Wimbledon washout for Czech tennis players
So it's left to the two Czech men remaining at Wimbledon, Jiri Novak and Radek Stepanek, to carry the Czech flag. Novak, who beat Luis Horna of Peru on Tuesday, faces David Ferrer of Spain in the second round, while Stepanek, who beat Slovakia's Michal Mertinak, meets Australia's Scott Draper.
Football news in brief
The Czech Republic have risen three places in the rankings of football's governing body, FIFA, and are now in tenth place.

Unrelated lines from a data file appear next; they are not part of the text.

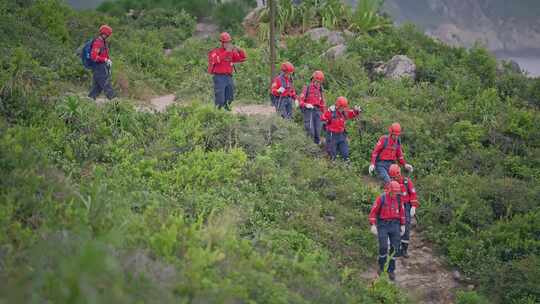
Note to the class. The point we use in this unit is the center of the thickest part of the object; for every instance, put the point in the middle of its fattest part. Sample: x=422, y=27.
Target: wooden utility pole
x=272, y=38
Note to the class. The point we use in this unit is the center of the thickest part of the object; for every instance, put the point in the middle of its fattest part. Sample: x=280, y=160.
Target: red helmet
x=393, y=187
x=341, y=102
x=395, y=129
x=394, y=170
x=105, y=30
x=225, y=37
x=287, y=67
x=318, y=75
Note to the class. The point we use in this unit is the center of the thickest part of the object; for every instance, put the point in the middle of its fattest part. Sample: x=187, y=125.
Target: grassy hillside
x=106, y=204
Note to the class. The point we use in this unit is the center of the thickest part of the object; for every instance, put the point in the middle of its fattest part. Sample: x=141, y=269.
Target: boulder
x=251, y=21
x=336, y=51
x=400, y=66
x=332, y=37
x=508, y=65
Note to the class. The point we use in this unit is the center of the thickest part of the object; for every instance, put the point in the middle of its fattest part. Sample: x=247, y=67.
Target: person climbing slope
x=221, y=65
x=335, y=118
x=101, y=64
x=387, y=219
x=311, y=103
x=282, y=91
x=409, y=199
x=386, y=152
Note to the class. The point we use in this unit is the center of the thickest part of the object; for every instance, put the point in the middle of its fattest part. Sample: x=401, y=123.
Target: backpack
x=307, y=92
x=87, y=62
x=385, y=144
x=213, y=59
x=383, y=199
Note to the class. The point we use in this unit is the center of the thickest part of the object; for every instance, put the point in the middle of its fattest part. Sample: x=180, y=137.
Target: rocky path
x=423, y=275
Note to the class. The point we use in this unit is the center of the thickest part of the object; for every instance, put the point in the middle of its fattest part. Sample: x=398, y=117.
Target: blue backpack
x=87, y=62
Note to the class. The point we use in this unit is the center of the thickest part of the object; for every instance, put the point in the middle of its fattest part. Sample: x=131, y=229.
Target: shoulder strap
x=308, y=88
x=283, y=81
x=383, y=199
x=406, y=184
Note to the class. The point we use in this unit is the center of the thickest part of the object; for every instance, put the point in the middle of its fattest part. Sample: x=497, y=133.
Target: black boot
x=403, y=250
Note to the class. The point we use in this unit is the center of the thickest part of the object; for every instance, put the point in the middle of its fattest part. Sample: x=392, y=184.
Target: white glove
x=408, y=167
x=373, y=229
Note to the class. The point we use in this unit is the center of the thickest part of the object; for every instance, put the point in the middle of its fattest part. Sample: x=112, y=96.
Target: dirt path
x=423, y=275
x=161, y=103
x=254, y=109
x=205, y=29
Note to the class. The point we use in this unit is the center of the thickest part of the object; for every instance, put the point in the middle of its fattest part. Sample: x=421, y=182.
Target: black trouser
x=101, y=82
x=388, y=230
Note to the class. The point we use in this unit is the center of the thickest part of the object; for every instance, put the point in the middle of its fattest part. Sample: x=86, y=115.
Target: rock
x=336, y=51
x=348, y=33
x=329, y=218
x=251, y=21
x=508, y=65
x=400, y=66
x=332, y=37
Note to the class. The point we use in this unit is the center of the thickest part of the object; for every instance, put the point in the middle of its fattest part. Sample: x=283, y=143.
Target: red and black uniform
x=222, y=61
x=99, y=54
x=386, y=152
x=335, y=126
x=388, y=214
x=221, y=65
x=312, y=94
x=409, y=199
x=283, y=102
x=100, y=51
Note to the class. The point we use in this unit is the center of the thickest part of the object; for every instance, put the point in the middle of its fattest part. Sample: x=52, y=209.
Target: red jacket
x=409, y=192
x=391, y=210
x=335, y=120
x=287, y=85
x=314, y=97
x=392, y=151
x=223, y=61
x=100, y=51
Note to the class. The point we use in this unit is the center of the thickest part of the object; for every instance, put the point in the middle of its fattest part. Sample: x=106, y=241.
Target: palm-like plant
x=366, y=18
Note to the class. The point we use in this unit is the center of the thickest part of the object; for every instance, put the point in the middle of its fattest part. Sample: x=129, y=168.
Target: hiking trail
x=423, y=276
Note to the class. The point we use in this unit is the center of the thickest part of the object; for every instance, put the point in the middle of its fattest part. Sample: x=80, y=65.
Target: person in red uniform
x=221, y=65
x=386, y=152
x=283, y=92
x=101, y=69
x=311, y=103
x=387, y=220
x=410, y=203
x=335, y=118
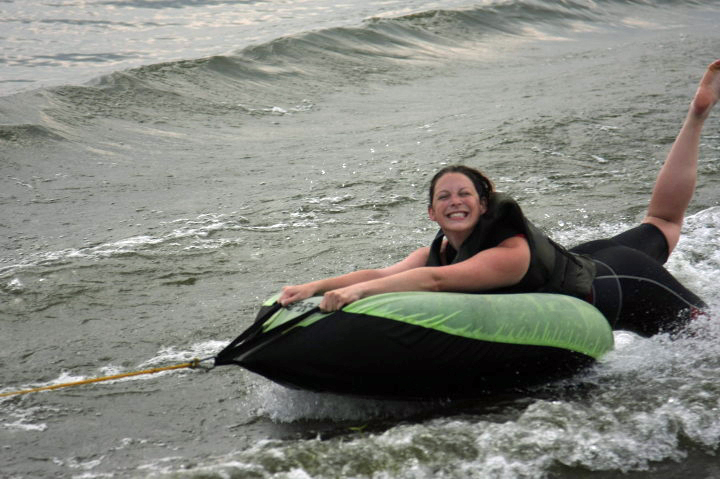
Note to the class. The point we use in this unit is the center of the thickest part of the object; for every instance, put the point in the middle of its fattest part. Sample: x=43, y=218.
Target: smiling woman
x=486, y=244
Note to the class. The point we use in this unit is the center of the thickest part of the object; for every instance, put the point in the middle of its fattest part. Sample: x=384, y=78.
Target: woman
x=485, y=244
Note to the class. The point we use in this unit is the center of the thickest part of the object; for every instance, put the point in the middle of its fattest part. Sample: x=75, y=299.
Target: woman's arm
x=290, y=294
x=503, y=265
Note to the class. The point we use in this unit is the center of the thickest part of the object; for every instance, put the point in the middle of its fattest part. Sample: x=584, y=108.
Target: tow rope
x=195, y=363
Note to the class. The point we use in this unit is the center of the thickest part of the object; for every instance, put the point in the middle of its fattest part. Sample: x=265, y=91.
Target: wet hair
x=482, y=183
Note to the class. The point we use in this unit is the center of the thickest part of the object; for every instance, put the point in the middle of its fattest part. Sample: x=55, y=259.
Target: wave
x=290, y=74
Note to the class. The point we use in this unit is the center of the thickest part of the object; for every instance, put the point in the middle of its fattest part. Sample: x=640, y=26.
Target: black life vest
x=552, y=269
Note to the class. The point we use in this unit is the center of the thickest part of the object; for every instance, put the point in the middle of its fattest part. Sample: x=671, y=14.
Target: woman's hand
x=291, y=294
x=337, y=298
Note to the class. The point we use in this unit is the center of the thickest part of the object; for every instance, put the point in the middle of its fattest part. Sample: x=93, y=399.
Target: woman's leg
x=676, y=181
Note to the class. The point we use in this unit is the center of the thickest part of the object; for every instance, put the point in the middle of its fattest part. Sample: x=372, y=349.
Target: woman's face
x=456, y=206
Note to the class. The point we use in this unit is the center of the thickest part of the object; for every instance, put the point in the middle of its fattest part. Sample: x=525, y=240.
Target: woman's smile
x=456, y=206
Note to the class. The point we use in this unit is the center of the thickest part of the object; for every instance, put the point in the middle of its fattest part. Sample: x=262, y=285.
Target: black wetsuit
x=625, y=280
x=632, y=288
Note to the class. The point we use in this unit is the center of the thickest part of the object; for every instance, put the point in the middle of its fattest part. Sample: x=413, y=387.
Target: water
x=166, y=166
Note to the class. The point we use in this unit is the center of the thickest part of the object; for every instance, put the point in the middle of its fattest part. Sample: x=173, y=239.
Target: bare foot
x=708, y=92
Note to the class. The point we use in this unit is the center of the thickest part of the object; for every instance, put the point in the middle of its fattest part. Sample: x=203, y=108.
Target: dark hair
x=483, y=185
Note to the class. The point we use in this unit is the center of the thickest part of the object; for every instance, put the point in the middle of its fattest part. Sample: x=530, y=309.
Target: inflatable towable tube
x=420, y=345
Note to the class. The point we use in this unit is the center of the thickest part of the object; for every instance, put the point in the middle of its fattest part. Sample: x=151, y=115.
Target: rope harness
x=194, y=364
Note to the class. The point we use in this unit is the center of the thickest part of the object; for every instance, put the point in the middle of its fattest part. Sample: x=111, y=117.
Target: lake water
x=166, y=165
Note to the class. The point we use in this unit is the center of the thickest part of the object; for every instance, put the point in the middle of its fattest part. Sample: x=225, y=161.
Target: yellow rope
x=193, y=364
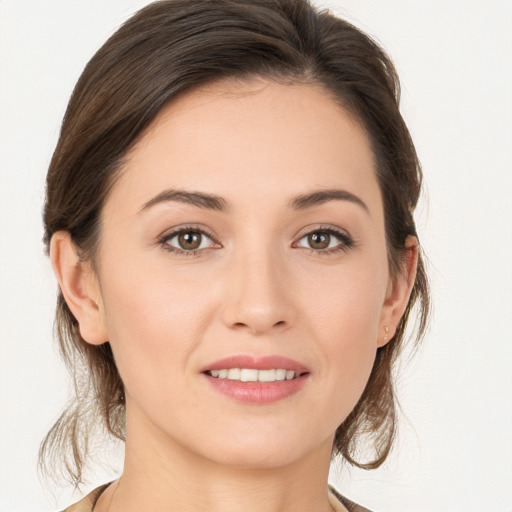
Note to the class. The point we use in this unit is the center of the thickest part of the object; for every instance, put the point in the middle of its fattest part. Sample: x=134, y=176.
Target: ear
x=80, y=288
x=398, y=292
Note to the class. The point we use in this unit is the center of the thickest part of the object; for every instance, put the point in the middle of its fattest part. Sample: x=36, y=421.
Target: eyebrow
x=199, y=199
x=320, y=197
x=217, y=203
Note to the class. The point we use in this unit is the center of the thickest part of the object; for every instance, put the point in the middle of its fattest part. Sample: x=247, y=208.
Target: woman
x=229, y=216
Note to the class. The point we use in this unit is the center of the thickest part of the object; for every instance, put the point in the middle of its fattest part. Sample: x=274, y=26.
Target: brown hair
x=173, y=46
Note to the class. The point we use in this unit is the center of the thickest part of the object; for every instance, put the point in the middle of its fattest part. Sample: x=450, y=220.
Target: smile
x=254, y=375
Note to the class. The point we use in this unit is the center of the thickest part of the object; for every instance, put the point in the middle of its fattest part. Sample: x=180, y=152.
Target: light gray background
x=455, y=62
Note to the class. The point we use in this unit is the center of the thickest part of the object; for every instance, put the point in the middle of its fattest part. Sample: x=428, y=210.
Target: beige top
x=87, y=504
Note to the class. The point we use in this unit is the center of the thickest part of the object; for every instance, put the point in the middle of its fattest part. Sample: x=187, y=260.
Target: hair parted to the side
x=168, y=48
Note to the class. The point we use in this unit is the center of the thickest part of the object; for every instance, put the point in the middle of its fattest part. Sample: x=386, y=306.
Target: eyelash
x=164, y=241
x=346, y=241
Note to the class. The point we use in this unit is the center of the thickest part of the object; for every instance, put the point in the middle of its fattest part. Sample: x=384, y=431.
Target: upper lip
x=257, y=363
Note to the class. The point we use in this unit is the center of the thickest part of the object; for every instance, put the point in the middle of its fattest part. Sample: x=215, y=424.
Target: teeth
x=252, y=375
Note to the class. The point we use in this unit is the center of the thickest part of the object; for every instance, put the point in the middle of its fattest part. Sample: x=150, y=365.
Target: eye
x=188, y=240
x=325, y=240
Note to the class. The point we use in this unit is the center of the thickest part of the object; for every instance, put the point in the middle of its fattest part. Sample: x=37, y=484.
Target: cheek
x=153, y=323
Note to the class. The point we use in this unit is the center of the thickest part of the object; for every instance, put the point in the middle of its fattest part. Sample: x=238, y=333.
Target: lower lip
x=258, y=392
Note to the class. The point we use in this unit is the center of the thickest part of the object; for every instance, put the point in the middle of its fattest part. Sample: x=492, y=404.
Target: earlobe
x=79, y=287
x=398, y=293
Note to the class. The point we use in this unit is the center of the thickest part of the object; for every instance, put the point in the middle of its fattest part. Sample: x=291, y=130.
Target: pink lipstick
x=257, y=380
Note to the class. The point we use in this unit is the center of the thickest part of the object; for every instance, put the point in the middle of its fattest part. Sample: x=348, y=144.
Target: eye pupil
x=319, y=240
x=189, y=240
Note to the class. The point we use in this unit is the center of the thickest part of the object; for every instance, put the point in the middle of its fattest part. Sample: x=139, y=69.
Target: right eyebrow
x=199, y=199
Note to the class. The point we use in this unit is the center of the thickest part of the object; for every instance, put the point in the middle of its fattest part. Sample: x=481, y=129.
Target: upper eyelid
x=172, y=232
x=321, y=227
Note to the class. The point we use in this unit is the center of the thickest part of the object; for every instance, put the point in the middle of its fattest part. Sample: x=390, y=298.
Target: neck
x=161, y=475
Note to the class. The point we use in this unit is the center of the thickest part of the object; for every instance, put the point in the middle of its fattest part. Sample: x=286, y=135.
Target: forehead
x=255, y=138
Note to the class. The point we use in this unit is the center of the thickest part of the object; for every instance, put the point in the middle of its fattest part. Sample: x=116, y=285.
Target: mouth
x=257, y=379
x=254, y=375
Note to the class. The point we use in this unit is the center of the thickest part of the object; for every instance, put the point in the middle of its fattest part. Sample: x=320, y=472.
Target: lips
x=256, y=380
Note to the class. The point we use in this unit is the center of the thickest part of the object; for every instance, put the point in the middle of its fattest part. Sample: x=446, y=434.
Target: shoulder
x=87, y=503
x=349, y=505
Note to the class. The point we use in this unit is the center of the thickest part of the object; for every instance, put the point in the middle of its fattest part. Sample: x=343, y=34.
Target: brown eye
x=319, y=240
x=188, y=240
x=325, y=241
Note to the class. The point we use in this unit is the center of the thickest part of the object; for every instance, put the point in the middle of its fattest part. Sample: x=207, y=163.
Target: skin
x=256, y=287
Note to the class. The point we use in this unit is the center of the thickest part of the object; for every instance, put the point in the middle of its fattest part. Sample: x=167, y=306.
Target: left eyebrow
x=199, y=199
x=320, y=197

After a drop last season in attendance levels that were already poor, the Czech FA has decided to hold most football games on Saturday evening at 6:30, a time believed more attractive to fans than the early afternoon. The FA has also ruled that clubs can field up to five foreigners at one time, though that rule will have to be brought into line with European Union regulations next year.
In transfer news, Sparta Prague full-back Zdenek Grygera has turned down an offer from CSKA Moscow, and is in talks with England's Aston Villa. And Banik Ostrava wonderkid Michal Papadopulos looks set to join Arsenal in the very near future. The 18-year-old striker has Greek grandparents and must obtain a Greek (ie EU) passport before the transfer can go ahead.
International Olympic Committee holding conference in Prague
From Saturday, members of the International Olympic Committee will begin arriving in Prague for a a week-long conference at which they will decide the venue of the 2010 Winter Olympics. Looking further to the future, the Czech capital itself has expressed an interest in hosting the 2020 summer games.
Czechs hammer Slovakia in baseball
And finally just a quick mention of a game which would have sounded completely impossible fifteen years ago: the Czech Republic versus Slovakia in baseball. Neither country existed then, and baseball was virtually non-existent in this part of the world. As for the score, the Czechs beat their old federal partners 10:1 in Tuesday's meeting in Prague.